Dr. Kim Ennis...Making a positive difference in our community through education.


After losing her mother at the age of seven, with a father who was seldom around, Dr. Kim Ennis, interim president of Bevill State Community College, was raised by her aunt in Eldridge. “She gave me an unbelievably firm foundation that helped me have the work ethic I have,” Kim says. “She always drilled in me that respect is one of the most important things in this life. Nothing is more important to me than being respected. That has really driven who I am.”
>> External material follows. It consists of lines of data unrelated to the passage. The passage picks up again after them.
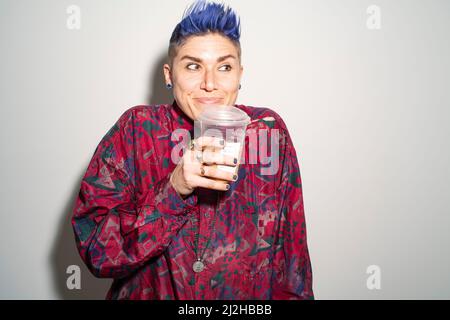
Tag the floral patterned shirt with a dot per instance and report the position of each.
(131, 225)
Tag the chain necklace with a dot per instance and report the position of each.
(199, 265)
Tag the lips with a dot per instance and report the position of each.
(209, 100)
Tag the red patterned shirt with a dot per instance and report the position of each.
(131, 225)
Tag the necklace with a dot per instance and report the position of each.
(199, 265)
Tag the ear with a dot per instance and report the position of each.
(167, 73)
(240, 73)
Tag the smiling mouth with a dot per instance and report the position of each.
(209, 100)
Kim attended Carbon Hill High School and made plans to major in fashion merchandising because of her love of fashion. Then a chance encounter with Bob Moore of Walker College convinced her to get a business degree. She enrolled at Walker College on a William Thornton Scholarship, and majored in business while working with Carol Morgan and Jack Mott in the business office. 

In 1982, Kim earned her associate’s degree and started work at Carbon Hill Manufacturing. When the plant closed in 1984, she had to replan her future. She received a phone call about a job opportunity at Walker College and took it. That job began a career with the college that has lasted 32 years and has culminated in her role as the college's leader.

Kim's belief in the strength of education inspired her to continue her studies while working at Bevill State. She is a 1990 graduate of Birmingham-Southern College with a Bachelor of Science degree in Business Administration. She earned a Master of Arts Degree from the University of Alabama in Birmingham in 1998. In 2005, she earned a Ph.D. in Educational Leadership from UAB/University of Alabama. 

Kim is an active active member of the Chamber of Commerce of Walker County and has served as chairperson of the Board in 2013 and chairperson of the Chamber’s Focus Walker County Workforce Development and Education Initiative. She is a 1997 graduate of the Mississippi Community College Fellowship Program and a 1998 alumna of Leadership Walker County. She is the facilitator for Leadership Walker County. She frequently serves as a professional development facilitator focusing on leadership, personality, and team building. 

Last year, Kim lost a mentor and close friend when Jack Mott passed away. “He was a father figure to me,” she says. “He always told me, ‘Kim, be the best financial aid officer you can be. Strive to be the best one in the state of Alabama.’ His work ethic was incredible. The day he retired, we were sitting in his office and he looked at me and said, ‘Who’s gonna take care of my girl?’ His daughter-in-law, Penne Mott, asked me to sit with the family at the funeral. It was an honor.”

Like Jack Mott and so many others who influenced her, Kim has a burning passion for helping others succeed. " The best part about being affiliated with the college is knowing the opportunity that education provides to make a positive difference in the course of an individual’s life,” she said. Her position as the leader of the college that gave her a new look at life proves the validity of the advice given by her aunt so many years ago. She has truly experienced the positive difference an education can make in a life and is passing it along. We are proud of our Walker College alumna!